The researchers tested some of the most advanced models, including the general-purpose GPT-4 and the chemistry-focused ChemLLM. The results threw some cold water on the hype around AI in drug discovery.

The models performed acceptably on the first step, “Detection,” sometimes guessing correctly that the text was “problematic.” But their performance dropped sharply in the later, more detailed steps. They were especially bad at “Explanation,” often spouting nonsense that sounded technical but was chemically incorrect. In the “Revision” step, they frequently introduced new, more subtle errors.

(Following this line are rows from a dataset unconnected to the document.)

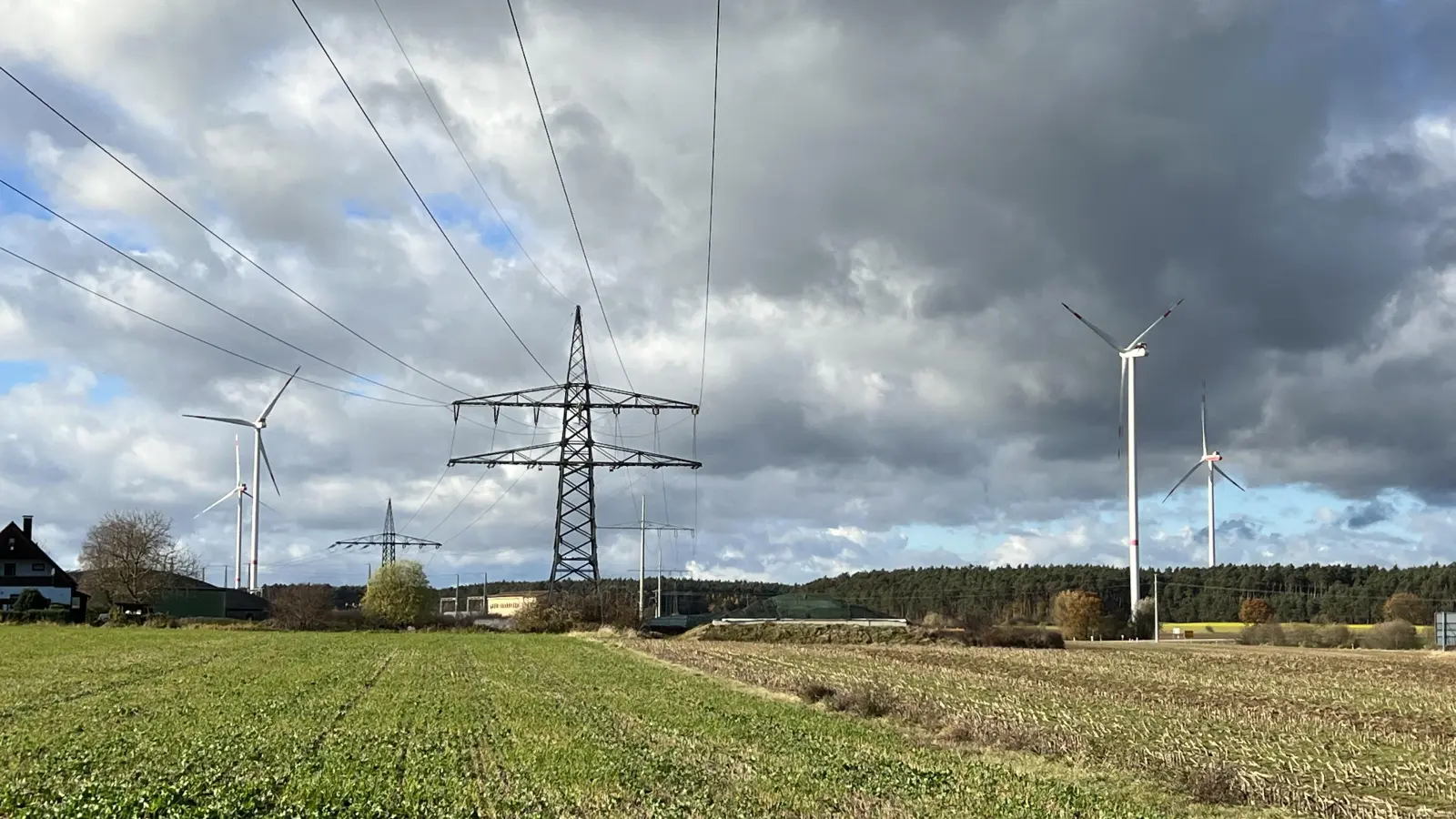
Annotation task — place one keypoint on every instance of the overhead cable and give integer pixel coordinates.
(460, 150)
(220, 349)
(229, 245)
(419, 196)
(210, 303)
(570, 210)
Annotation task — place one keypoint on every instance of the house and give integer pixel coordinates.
(510, 603)
(26, 566)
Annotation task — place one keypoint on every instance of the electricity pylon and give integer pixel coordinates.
(388, 541)
(577, 455)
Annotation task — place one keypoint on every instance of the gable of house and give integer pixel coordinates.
(25, 566)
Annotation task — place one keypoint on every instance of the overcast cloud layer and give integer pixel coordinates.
(906, 193)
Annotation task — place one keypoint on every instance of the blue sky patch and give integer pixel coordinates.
(21, 372)
(453, 212)
(108, 388)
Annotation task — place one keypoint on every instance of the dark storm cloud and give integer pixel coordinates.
(989, 159)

Current LLMs are essentially statistics-based parrots. They can memorize and repeat vast amounts of chemical text, but they haven’t formed the kind of rule-based chemical “intuition” or “common sense” that human scientists have. An LLM knows that “carbon” and “four bonds” often appear together, but it doesn’t really “understand” why.

This conclusion is critical for researchers. In the short term, we cannot blindly trust any chemical content generated by an LLM. It might be fine for polishing an email or summarizing a paper’s abstract. But it is too early to let it participate in core R&D tasks that require precise judgment, like interpreting patents or designing synthesis routes. An AI that makes mistakes confidently is far more dangerous than one that admits it doesn’t know.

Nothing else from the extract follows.